IFS, Internal Family Systems. All of us have at least some ability to dissociate as one of our many necessary defense/coping mechanisms, and this is a way of thinking about and working with the dissociated bits of ourselves that become symptoms and trouble spots.It’s a great, creative way to approach dysfunctional parts of oneself, such as unwanted mental states and stuck, repetitious, non-adaptive behaviors.

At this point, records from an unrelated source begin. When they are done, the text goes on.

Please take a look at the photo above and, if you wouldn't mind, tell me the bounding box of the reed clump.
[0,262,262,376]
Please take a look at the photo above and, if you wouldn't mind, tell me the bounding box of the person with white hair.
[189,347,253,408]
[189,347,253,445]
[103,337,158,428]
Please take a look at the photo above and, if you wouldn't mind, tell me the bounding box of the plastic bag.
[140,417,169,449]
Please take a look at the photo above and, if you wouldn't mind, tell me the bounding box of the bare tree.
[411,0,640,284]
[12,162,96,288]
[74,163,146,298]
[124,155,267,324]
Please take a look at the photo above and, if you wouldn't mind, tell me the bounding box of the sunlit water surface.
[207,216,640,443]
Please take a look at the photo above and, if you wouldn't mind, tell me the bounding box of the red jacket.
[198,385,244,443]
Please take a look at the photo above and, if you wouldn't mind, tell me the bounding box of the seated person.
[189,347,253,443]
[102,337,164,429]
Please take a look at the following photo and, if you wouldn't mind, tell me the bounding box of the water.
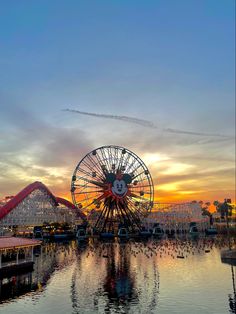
[0,238,235,314]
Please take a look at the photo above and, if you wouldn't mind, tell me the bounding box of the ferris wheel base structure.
[71,145,154,234]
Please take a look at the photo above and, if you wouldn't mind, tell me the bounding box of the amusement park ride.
[71,145,154,233]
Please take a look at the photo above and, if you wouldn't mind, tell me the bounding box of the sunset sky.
[0,0,235,202]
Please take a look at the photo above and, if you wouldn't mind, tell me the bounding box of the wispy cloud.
[62,109,234,139]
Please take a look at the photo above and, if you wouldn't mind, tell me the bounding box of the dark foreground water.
[0,238,235,314]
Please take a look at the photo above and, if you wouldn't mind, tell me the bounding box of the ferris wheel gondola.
[71,145,153,232]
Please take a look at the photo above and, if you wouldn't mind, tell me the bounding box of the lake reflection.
[0,237,235,314]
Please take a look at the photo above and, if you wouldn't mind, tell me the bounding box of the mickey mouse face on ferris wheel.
[106,173,132,197]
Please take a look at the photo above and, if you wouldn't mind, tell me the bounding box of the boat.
[205,227,218,235]
[152,227,164,237]
[100,232,114,240]
[76,229,88,241]
[117,228,129,239]
[139,229,152,238]
[189,225,199,236]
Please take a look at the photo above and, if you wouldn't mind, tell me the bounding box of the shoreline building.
[0,181,86,235]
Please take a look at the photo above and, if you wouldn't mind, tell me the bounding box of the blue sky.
[0,0,235,201]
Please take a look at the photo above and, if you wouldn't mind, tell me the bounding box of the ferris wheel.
[71,145,154,232]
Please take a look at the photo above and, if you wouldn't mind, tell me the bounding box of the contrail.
[62,109,157,129]
[62,109,234,139]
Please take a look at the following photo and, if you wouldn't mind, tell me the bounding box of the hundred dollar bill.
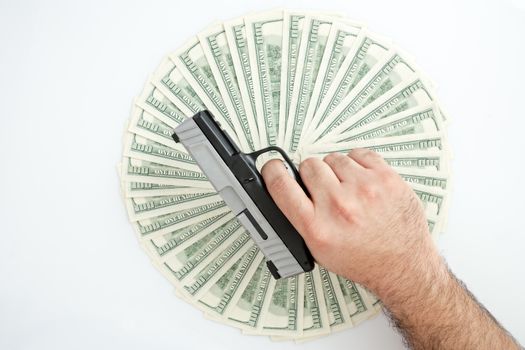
[277,10,307,145]
[169,36,241,144]
[135,82,192,128]
[302,265,330,337]
[280,16,352,153]
[245,11,283,147]
[182,231,254,300]
[326,104,444,142]
[396,168,450,190]
[132,201,230,237]
[195,245,263,319]
[309,51,416,140]
[319,77,443,142]
[409,183,447,217]
[141,212,234,260]
[256,274,304,337]
[295,150,448,173]
[126,188,221,221]
[150,57,204,118]
[158,219,244,286]
[198,24,259,152]
[220,259,275,331]
[128,105,180,151]
[223,18,261,147]
[124,133,201,172]
[272,265,330,342]
[319,267,352,331]
[302,30,391,144]
[296,23,364,148]
[122,181,215,198]
[331,275,377,326]
[306,132,446,154]
[121,157,213,189]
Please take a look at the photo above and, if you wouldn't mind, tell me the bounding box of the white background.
[0,0,525,350]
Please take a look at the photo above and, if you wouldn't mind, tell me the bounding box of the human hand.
[262,149,442,297]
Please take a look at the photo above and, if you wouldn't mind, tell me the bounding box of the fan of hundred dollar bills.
[120,10,450,340]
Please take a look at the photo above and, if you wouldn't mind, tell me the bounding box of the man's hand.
[262,149,519,350]
[262,149,439,294]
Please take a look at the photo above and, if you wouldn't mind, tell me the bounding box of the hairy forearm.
[378,250,521,350]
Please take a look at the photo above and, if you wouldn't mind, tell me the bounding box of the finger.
[348,148,387,169]
[261,159,314,232]
[299,158,341,203]
[323,153,363,182]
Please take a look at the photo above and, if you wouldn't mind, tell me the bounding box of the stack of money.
[119,10,450,340]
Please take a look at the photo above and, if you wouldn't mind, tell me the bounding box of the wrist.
[369,240,451,308]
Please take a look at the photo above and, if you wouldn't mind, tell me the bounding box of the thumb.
[261,159,314,234]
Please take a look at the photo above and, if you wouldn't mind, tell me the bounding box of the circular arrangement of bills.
[119,10,450,340]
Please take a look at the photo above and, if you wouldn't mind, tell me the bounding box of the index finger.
[261,159,314,233]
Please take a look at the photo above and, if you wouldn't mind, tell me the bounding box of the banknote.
[245,10,284,147]
[296,22,364,148]
[198,24,259,151]
[280,16,356,153]
[119,9,453,346]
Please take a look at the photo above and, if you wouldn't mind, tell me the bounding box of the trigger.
[282,160,297,181]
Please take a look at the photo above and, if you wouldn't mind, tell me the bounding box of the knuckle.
[267,174,288,194]
[330,196,355,223]
[299,158,319,169]
[359,180,381,200]
[325,153,350,167]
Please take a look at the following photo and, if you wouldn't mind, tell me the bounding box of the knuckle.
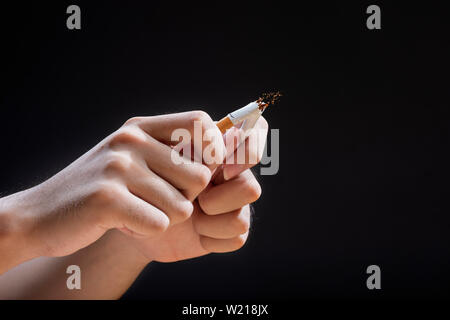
[232,235,247,251]
[152,216,170,234]
[190,110,213,124]
[124,117,143,126]
[104,152,133,175]
[193,165,211,190]
[171,201,194,222]
[232,209,250,234]
[244,179,262,203]
[90,181,120,205]
[110,127,145,147]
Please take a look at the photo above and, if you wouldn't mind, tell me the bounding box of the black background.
[0,1,450,299]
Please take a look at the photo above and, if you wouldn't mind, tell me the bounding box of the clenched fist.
[0,111,225,273]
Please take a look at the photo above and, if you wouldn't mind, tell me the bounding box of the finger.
[221,117,268,184]
[198,169,261,215]
[110,127,211,201]
[127,166,194,225]
[135,111,225,170]
[200,232,248,253]
[192,205,250,239]
[140,137,211,201]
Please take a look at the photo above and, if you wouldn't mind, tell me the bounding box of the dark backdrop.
[0,0,450,299]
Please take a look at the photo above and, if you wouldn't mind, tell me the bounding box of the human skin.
[0,112,267,299]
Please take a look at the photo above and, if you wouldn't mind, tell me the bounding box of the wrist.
[0,193,37,274]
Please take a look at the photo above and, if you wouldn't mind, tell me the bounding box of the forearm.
[0,230,148,299]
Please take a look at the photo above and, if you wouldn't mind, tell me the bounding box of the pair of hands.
[0,111,268,270]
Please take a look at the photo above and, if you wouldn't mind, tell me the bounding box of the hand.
[114,117,268,262]
[0,111,225,273]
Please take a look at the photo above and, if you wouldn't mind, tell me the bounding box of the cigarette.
[216,91,282,134]
[216,99,268,134]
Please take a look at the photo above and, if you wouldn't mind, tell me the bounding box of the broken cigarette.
[216,92,281,134]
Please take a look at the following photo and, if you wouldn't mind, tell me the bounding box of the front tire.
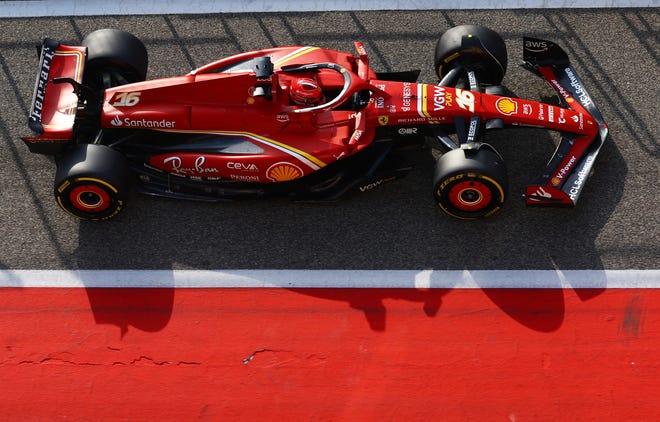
[433,148,508,220]
[54,144,129,221]
[435,25,508,85]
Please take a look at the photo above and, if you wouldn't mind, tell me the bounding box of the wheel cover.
[69,185,110,213]
[449,180,493,211]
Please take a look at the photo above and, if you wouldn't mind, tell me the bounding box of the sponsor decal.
[397,127,417,135]
[525,40,548,53]
[110,116,176,129]
[529,186,552,201]
[31,46,55,121]
[360,177,396,192]
[557,107,566,124]
[568,156,594,201]
[229,174,260,182]
[552,155,577,182]
[550,79,570,100]
[468,118,478,142]
[163,155,220,175]
[455,88,474,113]
[433,85,445,111]
[227,161,259,171]
[495,97,518,116]
[564,67,591,107]
[266,162,303,182]
[401,82,412,111]
[396,117,428,124]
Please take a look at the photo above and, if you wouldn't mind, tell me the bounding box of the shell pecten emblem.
[495,97,518,116]
[266,162,303,182]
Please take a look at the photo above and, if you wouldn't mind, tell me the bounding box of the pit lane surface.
[0,8,660,270]
[0,9,660,420]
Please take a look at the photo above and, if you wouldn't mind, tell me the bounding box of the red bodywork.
[24,38,599,205]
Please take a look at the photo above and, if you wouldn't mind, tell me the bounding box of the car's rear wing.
[22,38,87,154]
[523,38,608,206]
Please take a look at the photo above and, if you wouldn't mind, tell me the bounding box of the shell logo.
[266,163,303,182]
[495,98,518,116]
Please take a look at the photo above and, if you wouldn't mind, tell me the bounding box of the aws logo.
[525,40,549,53]
[266,162,303,182]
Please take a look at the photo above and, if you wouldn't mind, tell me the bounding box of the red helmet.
[289,78,323,106]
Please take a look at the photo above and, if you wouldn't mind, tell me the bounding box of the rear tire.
[82,29,149,88]
[54,144,129,221]
[435,25,508,85]
[433,148,508,220]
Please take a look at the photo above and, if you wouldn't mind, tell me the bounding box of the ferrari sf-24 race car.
[23,25,607,220]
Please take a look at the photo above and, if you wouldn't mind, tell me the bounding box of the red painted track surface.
[0,288,660,421]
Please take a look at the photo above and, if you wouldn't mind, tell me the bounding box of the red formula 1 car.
[23,25,607,220]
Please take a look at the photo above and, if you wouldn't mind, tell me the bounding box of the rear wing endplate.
[23,38,87,152]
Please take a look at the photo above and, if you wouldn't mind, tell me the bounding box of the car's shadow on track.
[76,129,627,332]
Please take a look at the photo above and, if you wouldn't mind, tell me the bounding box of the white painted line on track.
[0,0,660,18]
[0,270,660,289]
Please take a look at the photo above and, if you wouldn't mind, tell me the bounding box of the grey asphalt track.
[0,8,660,270]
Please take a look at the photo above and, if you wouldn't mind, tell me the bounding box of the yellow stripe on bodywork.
[273,47,320,66]
[161,129,327,170]
[417,84,431,118]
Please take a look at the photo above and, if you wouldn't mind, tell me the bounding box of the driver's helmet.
[289,78,323,106]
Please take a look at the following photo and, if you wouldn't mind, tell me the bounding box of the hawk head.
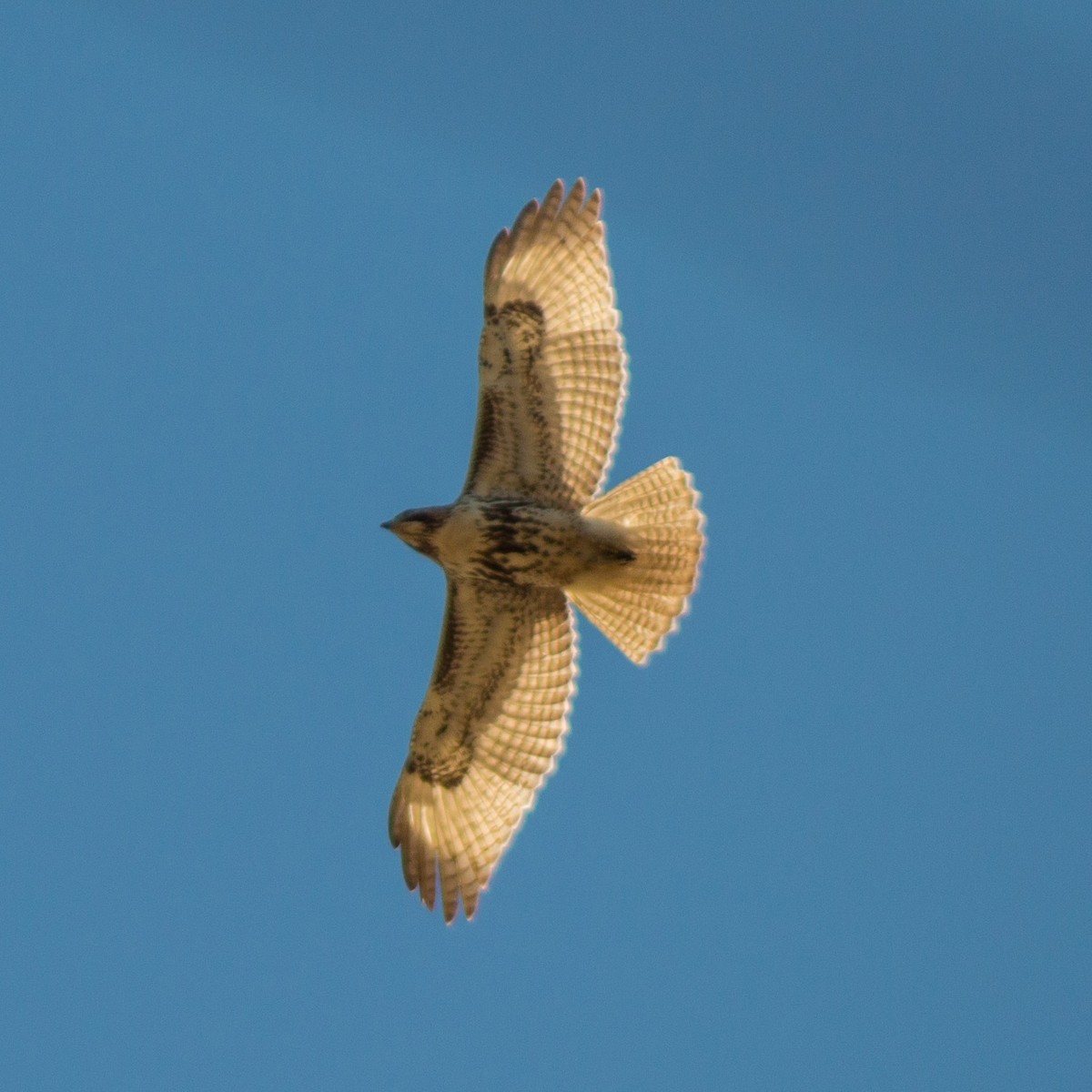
[380,506,450,561]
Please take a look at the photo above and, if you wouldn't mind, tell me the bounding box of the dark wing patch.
[463,181,627,510]
[389,581,575,921]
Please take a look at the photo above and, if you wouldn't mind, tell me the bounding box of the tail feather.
[568,459,705,664]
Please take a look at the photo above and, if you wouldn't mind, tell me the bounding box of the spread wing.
[389,579,577,922]
[463,179,628,509]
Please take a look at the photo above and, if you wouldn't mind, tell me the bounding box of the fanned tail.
[568,459,705,664]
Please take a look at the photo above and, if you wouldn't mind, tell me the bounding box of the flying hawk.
[383,179,704,923]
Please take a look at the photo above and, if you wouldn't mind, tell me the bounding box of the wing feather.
[463,179,628,509]
[389,580,577,922]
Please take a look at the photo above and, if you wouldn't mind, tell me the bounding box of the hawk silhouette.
[383,179,704,923]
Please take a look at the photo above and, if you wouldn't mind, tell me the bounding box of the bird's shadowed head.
[380,506,450,561]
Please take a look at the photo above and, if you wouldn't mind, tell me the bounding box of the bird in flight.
[383,179,704,923]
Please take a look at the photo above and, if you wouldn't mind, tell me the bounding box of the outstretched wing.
[389,580,577,922]
[463,179,628,509]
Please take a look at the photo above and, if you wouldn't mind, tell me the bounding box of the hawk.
[383,179,704,923]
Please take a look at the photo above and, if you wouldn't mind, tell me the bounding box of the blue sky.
[0,0,1092,1090]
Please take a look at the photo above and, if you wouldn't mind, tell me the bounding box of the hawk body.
[383,180,704,922]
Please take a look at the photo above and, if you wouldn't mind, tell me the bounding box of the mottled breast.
[437,497,634,588]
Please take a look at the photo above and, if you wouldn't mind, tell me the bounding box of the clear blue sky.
[0,0,1092,1092]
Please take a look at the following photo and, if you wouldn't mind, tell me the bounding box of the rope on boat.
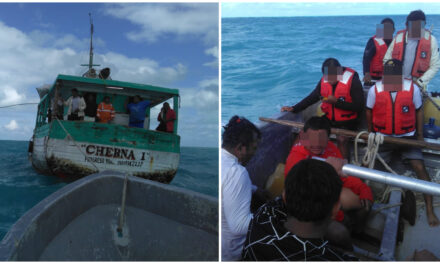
[354,131,405,204]
[0,103,38,108]
[55,117,99,172]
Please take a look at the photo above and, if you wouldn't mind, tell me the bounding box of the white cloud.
[181,78,219,111]
[0,21,187,105]
[203,46,218,69]
[0,85,25,106]
[5,120,18,131]
[105,3,218,44]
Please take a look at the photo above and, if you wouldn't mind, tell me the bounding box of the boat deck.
[39,204,217,261]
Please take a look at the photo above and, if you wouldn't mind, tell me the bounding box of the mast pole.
[89,13,93,72]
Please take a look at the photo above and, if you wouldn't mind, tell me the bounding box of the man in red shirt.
[284,116,373,248]
[156,102,176,133]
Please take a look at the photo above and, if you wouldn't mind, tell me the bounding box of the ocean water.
[221,15,440,125]
[0,140,218,240]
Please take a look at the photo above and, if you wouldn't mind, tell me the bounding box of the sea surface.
[0,140,218,240]
[221,14,440,125]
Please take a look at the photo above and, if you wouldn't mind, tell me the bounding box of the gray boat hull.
[0,172,218,261]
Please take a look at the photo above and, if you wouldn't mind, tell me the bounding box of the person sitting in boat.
[281,58,364,159]
[242,159,358,261]
[61,88,86,121]
[221,116,261,261]
[383,10,440,88]
[49,82,64,122]
[363,17,395,87]
[96,95,115,123]
[84,93,98,122]
[284,116,373,248]
[366,59,440,226]
[156,102,176,133]
[127,95,150,128]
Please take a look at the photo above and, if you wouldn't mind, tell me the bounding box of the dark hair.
[303,116,331,136]
[321,58,341,73]
[222,115,261,148]
[284,159,342,222]
[383,59,403,75]
[380,17,394,27]
[406,9,426,23]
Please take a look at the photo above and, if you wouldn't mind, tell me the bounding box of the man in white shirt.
[383,10,440,88]
[366,59,440,226]
[221,116,261,261]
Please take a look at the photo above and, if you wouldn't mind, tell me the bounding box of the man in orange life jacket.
[366,59,440,226]
[281,58,364,159]
[156,102,176,133]
[96,96,115,123]
[383,10,440,88]
[284,116,373,249]
[363,18,394,86]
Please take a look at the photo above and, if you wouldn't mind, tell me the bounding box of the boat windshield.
[37,75,180,134]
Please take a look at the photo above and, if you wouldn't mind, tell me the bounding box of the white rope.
[354,131,405,203]
[55,117,99,172]
[0,103,38,108]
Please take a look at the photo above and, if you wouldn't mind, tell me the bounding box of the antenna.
[81,13,100,78]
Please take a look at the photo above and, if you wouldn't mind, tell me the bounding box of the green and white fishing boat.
[29,18,180,183]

A good further description can be found at http://www.selfledsolutions.com/resources/aboutifs.html
DID -- This isn’t a method, but a diagnosis, involving dissociation with amnesia between some or all parts of self, producing a particular sort of multiple selfhood; there are also conditions on the continuum that come very close to DID, involving loss of control to another part of self, while maintaining some mutual awareness; this is a different diagnosis from DID, technically, but calls for the same understandings about group self or fragmented self. I do work with DID, but I have no single best approach to it; I use perspectives learned from the ISSTD clinical training for providers of care to people with DID, as well as everything else I have learned and pieces of what I’ve listed above. If you are looking for a therapist who can work with this, you’d need to check me out with a consult, just as any other prospective client does, to feel into whether I’m “getting it” as you talk, and to determine whether your insiders are inclined to accept me.
The body often carries one’s history of hard times and trauma, in the form of chronic muscle tension, habits of posture and breathing, reflexive movement, etc. Thinking together about the client’s life may not give therapist and client the access they need in order to fully free up the client for untraumatized living.
One way a therapist can help a client to change internal, emotional and cognitive experience is to bring the client’s awareness to his or her own physical traits and sensory experiences, let them become a source of information about how past harm is affecting the present, and coach the client through various small, experimental, self-conducted changes in physical experience, with the goal of (1) identifying “safe” ways for the body to rest and feel more whole and free, and (2) allowing the body to discharge its part of the trauma which might be contained, for instance, in a once-prohibited impulse such as pushing away a source of danger and hurt.
THE POINT OF ALL of all these various procedures is to establish ways to strengthen a client, jumpstart more positive neurological path-building, and relieve symptoms, while using methods most comfortable for that particular client.